CHUNGA.ME(RANGER APP)

Status/ ongoing

Client: MIT Media Lab and Wildlife Works

This is a joint project between iHub, MIT Media Lab and Wildlife Works‘ local project in the corridor between Tsavo East and Tsavo West national parks.

Last year the iHub hosted the MIT Media Lab for their off-site visit to Kenya. During this period, we managed to make a joint trip to Wildlife Works offices — located in the crucial migratory corridor between Tsavo East and Tsavo West. Our aim then was to establish what problems technology such as sensors and various software could help solve out in the poaching-affected area. We learnt a lot on this fact-finding mission — for example, the area to be covered spans 14 large ranches, so sensors may not be as feasible as we initially thought.

We eventually settled on creating an app that would ease the data collection processes currently used by Wildlife Works rangers and embarked on developing a prototype late 2014. We have since organized multiple field trips to get more information from the intended end-users of the app: the Wildlife Works rangers and research team.

During the first field trip the aim was to

  • Identify potential issues such a solution might face - connectivity, backup, hardware challenges
  • Interact face-to-face with the rangers and get their buy-in

We brainstormed with the rangers on how to build an app that would make their work easier and lead to better data collection.

The solution was then refined after which a follow-up trip to Tsavo was made. Part of the main point of this visit was to see the app being used in the field. We concluded that the best way to do that would be to join the rangers on their patrols, starting out in a car then later, walking through the bushes for a foot patrol.

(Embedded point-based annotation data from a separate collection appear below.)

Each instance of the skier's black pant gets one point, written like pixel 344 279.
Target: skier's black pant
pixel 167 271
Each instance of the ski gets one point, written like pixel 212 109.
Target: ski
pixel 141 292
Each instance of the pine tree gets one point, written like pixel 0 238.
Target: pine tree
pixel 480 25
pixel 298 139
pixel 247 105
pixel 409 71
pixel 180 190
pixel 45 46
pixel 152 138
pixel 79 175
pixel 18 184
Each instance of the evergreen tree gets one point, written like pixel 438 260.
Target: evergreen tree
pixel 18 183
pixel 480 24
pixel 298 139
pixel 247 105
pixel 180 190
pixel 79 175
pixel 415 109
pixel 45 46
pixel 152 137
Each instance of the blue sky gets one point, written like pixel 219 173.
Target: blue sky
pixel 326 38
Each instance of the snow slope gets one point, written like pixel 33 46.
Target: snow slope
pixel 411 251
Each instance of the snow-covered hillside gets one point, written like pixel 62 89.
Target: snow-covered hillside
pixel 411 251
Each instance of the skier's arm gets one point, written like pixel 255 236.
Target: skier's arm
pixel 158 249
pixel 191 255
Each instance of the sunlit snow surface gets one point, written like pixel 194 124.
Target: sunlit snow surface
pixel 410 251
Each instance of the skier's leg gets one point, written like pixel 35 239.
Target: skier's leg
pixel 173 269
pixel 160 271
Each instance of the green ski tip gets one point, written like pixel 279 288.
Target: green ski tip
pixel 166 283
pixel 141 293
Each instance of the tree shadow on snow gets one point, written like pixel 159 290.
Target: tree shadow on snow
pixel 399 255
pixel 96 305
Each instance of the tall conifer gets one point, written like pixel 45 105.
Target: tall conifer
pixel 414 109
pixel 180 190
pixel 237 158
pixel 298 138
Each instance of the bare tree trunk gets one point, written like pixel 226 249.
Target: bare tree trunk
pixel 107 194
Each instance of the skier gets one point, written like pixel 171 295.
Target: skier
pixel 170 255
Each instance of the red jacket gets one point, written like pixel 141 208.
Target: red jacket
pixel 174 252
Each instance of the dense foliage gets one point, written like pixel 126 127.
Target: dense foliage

While there is an obvious need for improvement, it was incredible for us to share this technology with people who need it. We have taken our lessons and new found knowledge and are working tirelessly to deliver an improved solution. Our motivation is the rangers and research team — their excited undertones, wide grins, amused chuckles and shared sentiments on the usefulness of what we are building — gives us hope that our efforts are not in vain.